Certainly, hopes are sky-high. At the moment, I see three areas of attention.

  1. Geopolitics. Short-term, the first thing to watch is the positions of a number of key players, namely: China, the EU, the group of least developed countries, the group of “small open economies”, and last but not least, the US Congress (many items will have to pass through it anyway). Everything is also linked to what countries with a DST will do, and whether there will be trade tariffs introduced in the US in response. Timing is key here. In the picture, upcoming elections in France and Germany, the US mid-term elections, and the financing of the EU Recovery Plan.
  2. Excess profits. On the details where the devil is (so to speak), some of the relevant ones regarding Pillar 1 include: (1) the level at which the turnover threshold will be set – apparently, the US has proposed 20 Billions; (2) the profit margin threshold – to be seen also based on the mechanics of the calculation of the margin itself; (3) whether it will really apply to everyone or there will be exclusions – natural resources being a candidate, question mark on financial services; (4) the mother of all questions will be how to account for B2B transactions when sourcing and allocating a portion of the excess profits in a particular jurisdiction (imagine about components manufactured in different countries, assembled in another, stored in another, sold a distributor in another and then sold to customers in a number of them). Finally, (5) there are a number of purely procedural aspects which are complex to say the least.

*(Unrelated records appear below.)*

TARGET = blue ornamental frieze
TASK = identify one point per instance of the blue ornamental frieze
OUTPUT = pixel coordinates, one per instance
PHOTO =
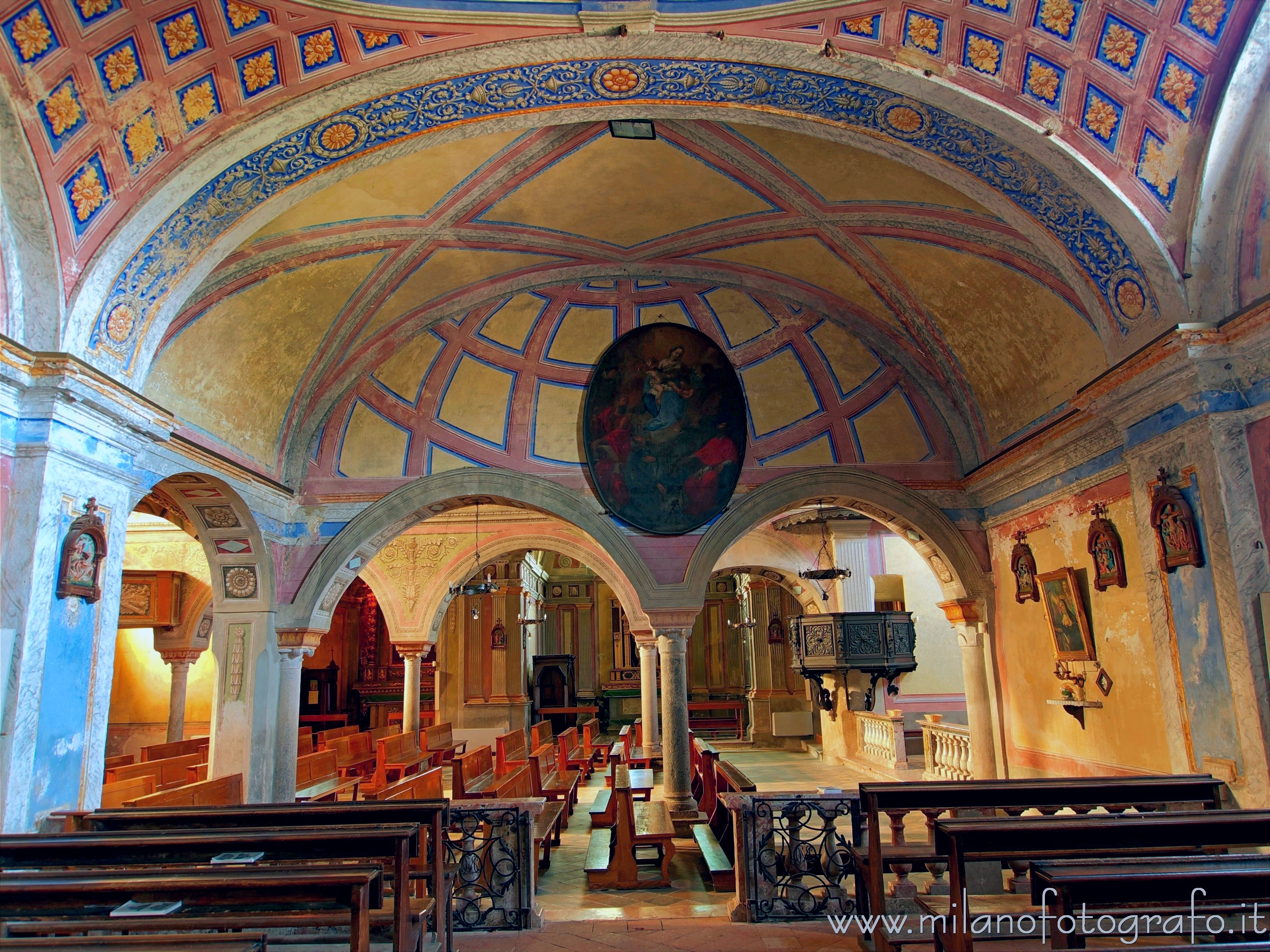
(219, 205)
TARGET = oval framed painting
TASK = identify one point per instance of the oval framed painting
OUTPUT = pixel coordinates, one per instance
(665, 428)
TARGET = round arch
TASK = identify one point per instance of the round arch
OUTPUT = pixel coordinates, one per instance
(361, 540)
(881, 498)
(158, 235)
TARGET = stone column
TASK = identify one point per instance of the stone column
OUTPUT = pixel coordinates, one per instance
(965, 618)
(294, 647)
(180, 663)
(672, 644)
(647, 643)
(412, 657)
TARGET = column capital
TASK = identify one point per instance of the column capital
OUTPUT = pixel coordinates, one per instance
(674, 619)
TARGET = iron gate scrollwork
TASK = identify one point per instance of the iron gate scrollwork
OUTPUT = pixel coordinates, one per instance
(492, 849)
(799, 863)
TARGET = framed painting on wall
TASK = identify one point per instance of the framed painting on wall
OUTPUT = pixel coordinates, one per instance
(1069, 625)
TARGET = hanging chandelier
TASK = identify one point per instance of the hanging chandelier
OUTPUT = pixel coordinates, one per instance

  3. Minimum taxes. As regards Pillar 2, clearly the biggest question is about the inclusion of income derived from genuine business activities on the ground (the pizzeria in Dubai or the hotel in Bermuda). Including “active income” in the scope of the minimum tax is a big move, with very interesting and potentially far-reaching consequences policy-wise. It will be interesting to see the reactions after the excitement-dust has settled, when it becomes clear that this has a direct impact on other countries tax systems and their ability to introduce tax incentives to influence economic behaviours. This is particularly relevant for developing countries that have tax free zones; as we have seen, Kennedy had already thought about that. But it is also relevant for countries that have introduced incentives such as patent boxes (whose “tax policy glory” may in any case be over now that the US has made its position on FDII clear, I cannot agree more with that), tax credits for 4.0 investments, plant renovations and other. Possibly even more relevant for policy makers is that it may well have an impact beyond corporate income tax, shifting the problem to a different field. First, harmful tax competition was tackled, with the focus on avoidance practices facilitated by countries’ tax systems; these systems were meant to attract only nominal profits without any material activity on the ground, and all the work that has been done since 1998, and fully revamped with BEPS in the last decade has closed loopholes and is now checking on countries’ implementation of their commitments, including the obligation to exchange rulings which in the past were secret. Now it is about tax competition itself: introducing tax incentives to attract real investments and economic activity. This will be over with a biting global minimum tax. The risk is that as it is over for corporate income taxes, it shifts into property taxes, wage taxes, non-tax measures like interest-free financing, fast-track procedures and the like. Whether the fire of tax competition will be extinguished is to be seen.


[1] Senior Advisor OECD, on loan to the Italian Government since 2016. Fellow at the UvA ACTL. This post is published in a personal capacity.